ESPRIT :: Installation :: Cluster
Obtain the source code
On *nix, Steps to install ESPRIT
$ unzip ESPRIT_distribution.zip
$ cd ESPRIT_distribution
Read, esprit_user_guide.pdf and README.txt
$ cd source
$ vim Makefile
Choose the platform by uncomment/comment
To make the package
$ make esprit_cc
Its always better to
$ make clean
$ make esprit_cc
Precaution:
- make sure that the fasta file has header in one and the sequence in one line
- if the sequence is in multiple lines, convert the file to contain just one line of sequence
Pseudocode is followed here using shell scripting and clusterjobmanager
Copy the sequence file here, If you have more than one than group them.

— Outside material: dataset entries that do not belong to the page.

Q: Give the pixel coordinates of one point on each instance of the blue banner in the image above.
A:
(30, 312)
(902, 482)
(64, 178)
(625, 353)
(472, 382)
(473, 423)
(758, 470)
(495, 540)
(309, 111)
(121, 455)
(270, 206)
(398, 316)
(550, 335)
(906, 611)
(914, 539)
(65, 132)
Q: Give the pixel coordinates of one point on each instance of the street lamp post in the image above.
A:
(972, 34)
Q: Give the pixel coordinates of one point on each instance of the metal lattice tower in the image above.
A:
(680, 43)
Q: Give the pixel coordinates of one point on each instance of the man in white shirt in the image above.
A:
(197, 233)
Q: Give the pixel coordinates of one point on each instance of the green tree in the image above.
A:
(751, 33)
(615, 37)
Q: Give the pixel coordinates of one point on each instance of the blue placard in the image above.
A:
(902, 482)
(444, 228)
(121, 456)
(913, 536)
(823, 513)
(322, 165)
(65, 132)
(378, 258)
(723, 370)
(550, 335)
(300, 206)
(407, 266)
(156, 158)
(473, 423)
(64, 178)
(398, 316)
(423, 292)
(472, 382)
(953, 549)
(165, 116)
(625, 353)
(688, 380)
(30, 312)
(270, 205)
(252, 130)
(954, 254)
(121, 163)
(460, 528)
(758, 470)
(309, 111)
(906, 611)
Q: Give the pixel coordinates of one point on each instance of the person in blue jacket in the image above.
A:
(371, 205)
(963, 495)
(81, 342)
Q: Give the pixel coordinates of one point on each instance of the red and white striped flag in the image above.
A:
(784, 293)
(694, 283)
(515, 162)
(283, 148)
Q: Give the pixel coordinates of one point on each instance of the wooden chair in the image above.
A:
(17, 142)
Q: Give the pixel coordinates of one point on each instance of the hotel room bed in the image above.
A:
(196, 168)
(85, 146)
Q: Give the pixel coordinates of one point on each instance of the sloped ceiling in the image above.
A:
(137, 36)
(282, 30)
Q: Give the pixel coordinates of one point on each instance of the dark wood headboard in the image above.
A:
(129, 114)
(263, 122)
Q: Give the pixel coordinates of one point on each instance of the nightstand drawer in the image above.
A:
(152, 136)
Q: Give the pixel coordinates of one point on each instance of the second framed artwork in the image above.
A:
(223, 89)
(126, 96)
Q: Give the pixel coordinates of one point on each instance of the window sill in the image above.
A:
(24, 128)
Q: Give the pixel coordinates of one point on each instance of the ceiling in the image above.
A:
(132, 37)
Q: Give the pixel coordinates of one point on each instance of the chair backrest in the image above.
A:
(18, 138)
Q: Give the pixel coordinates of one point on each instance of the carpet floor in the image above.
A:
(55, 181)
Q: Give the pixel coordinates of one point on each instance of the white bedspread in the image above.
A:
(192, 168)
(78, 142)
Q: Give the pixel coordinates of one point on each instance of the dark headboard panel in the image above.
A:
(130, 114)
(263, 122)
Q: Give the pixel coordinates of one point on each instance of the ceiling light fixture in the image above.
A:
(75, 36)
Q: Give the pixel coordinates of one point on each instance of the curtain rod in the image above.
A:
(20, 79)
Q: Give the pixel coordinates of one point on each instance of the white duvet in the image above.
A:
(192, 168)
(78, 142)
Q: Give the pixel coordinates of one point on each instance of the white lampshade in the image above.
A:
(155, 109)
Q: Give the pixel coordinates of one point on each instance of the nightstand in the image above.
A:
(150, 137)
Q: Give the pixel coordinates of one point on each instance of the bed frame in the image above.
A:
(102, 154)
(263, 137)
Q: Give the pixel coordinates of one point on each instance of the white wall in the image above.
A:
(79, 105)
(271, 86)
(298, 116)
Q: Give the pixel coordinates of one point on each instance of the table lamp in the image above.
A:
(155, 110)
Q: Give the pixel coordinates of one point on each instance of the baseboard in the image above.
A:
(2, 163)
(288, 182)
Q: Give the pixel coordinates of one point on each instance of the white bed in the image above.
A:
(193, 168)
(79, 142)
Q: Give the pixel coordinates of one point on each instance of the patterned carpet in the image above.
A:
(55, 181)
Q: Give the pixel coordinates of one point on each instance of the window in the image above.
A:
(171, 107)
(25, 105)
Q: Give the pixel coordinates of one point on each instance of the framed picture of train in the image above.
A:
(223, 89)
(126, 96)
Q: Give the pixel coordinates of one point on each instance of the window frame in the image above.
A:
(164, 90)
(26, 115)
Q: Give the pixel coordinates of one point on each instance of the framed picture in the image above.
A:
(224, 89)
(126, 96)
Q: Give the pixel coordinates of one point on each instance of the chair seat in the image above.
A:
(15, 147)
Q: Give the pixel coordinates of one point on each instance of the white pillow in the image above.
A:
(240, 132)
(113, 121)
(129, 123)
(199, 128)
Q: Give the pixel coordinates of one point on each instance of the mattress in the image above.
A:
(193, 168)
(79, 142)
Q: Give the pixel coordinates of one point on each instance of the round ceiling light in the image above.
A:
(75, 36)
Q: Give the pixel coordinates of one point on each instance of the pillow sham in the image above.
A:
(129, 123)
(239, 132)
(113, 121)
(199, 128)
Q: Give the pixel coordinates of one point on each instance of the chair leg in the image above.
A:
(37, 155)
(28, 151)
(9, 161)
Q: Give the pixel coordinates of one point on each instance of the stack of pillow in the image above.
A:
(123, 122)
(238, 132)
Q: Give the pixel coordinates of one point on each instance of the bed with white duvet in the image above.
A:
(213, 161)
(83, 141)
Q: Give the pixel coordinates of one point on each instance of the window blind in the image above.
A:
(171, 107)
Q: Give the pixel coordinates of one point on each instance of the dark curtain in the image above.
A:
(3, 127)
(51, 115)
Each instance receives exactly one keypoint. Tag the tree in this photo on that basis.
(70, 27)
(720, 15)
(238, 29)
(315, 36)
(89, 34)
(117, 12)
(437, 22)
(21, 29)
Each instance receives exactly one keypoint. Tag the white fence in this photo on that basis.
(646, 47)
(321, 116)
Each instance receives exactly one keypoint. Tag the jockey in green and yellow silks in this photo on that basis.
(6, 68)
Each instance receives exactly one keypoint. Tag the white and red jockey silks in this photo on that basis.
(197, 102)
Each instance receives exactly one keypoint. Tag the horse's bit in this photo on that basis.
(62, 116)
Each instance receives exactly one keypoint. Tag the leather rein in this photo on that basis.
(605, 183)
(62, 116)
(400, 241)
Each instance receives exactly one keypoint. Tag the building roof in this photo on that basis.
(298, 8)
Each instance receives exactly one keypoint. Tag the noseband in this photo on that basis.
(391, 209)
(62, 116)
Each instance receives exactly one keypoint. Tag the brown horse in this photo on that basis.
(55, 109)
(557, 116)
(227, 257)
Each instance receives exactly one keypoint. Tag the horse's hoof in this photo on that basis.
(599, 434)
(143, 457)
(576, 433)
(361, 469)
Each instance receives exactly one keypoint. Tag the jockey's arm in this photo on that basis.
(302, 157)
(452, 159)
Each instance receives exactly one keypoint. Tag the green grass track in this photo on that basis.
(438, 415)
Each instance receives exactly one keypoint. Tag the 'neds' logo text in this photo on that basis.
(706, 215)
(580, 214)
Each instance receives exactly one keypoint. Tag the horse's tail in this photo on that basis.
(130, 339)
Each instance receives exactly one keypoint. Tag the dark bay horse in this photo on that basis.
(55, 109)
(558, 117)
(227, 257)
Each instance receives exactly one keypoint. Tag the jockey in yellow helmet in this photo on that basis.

$ cp /path/to/sequence.fas .
To run preproc
$ /path/to/ESPRIT_distribution/source/preproc -f sequence.fas
160794 Seqs Match Primer
160794 Seqs Valid Len
31072 Seqs After Process
1.63 secs in Purging Strings.
flag:
-f this prevents the program from trimming.
Files created:
sequence_Clean.fas
sequence_Clean.frq
To check
$ awk -F' ' '{ s+=$2 } END { print s }' sequence_Clean.frq
160794
$ grep -c '>' sequence.fas
160794
- Make sure that these numbers are same.
To run kmerdist_par
$ cat submit_kmer_jobs.sh
for i in $(seq 1 10)
do
for j in $(seq $i 10)
do
job="/path/to/ESPRIT_distribution/source/kmerdist_par sequence_Clean.fas 10 $i $j\n ";
RANDOM=10
num=$RANDOM
echo -e $job > kmer_job_$num.clusterJob
clusterJobSubmission < kmer_job_$num.clusterJob
done
done
- where clusterJobSubmission is your cluster job submission manager
- the extension .clusterJob can be replaced with the extension required
- variable job can include other details if required.
$ cat jobs.clusterJob
## ..
sh submit_kmer_jobs.sh
$ jobsubmit < jobs. clusterJob
- this will submit the job.
Output:
sequence_Clean_[*]_[*].dist
- make sure that numbers are 1_[1-10], 2_[2-10], 3_[3-10], 4_[4-10], 5_[5-10], 6_[6-10], 7_[7-10], 8_[8-10], 9_[9-10], 10_10
Merge all the .dist files
$ cat sequence_Clean_*.dist >> kmer.dist
Split the kmer files into 100 files
$ /path/to/ESPRIT_distribution/source/splitdist -s 100 kmer.dist
Counting Total Records....
71249223 Records Found, Splitting...
Output:
kmer.dist_[0-99]
Submit parallel jobs for needle_dist
$ cat submit_needle_job.sh
for i in $(seq 0 99)
do
job="/path/to/ESPRIT_distribution/source/needledist sequence_Clean.fas kmer.dist\_$i needle.dist\_$i\n ";
RANDOM=10
num=$RANDOM
echo -e $job > needle_job_$num.clusterJob
clusterJobSubmission < needle_job_$num.clusterJob
done
Output
needle.dist_[0-99]
Group all the needle.dist files
$ cat needle.dist_* >> sequence.ndist
To run hcluster
$ /path/to/ESPRIT_distribution/source/hcluster -t 15000 sequence.ndist sequence_Clean.frq
- flag -t is used to increase the size of the linked table, default is 10000
Output
sequence.ndist_sort
sequence.OTU
sequence.Outliers
sequence.Rarefaction
sequence.Cluster
sequence.Cluster_List
sequence.ACE
sequence.CHAO1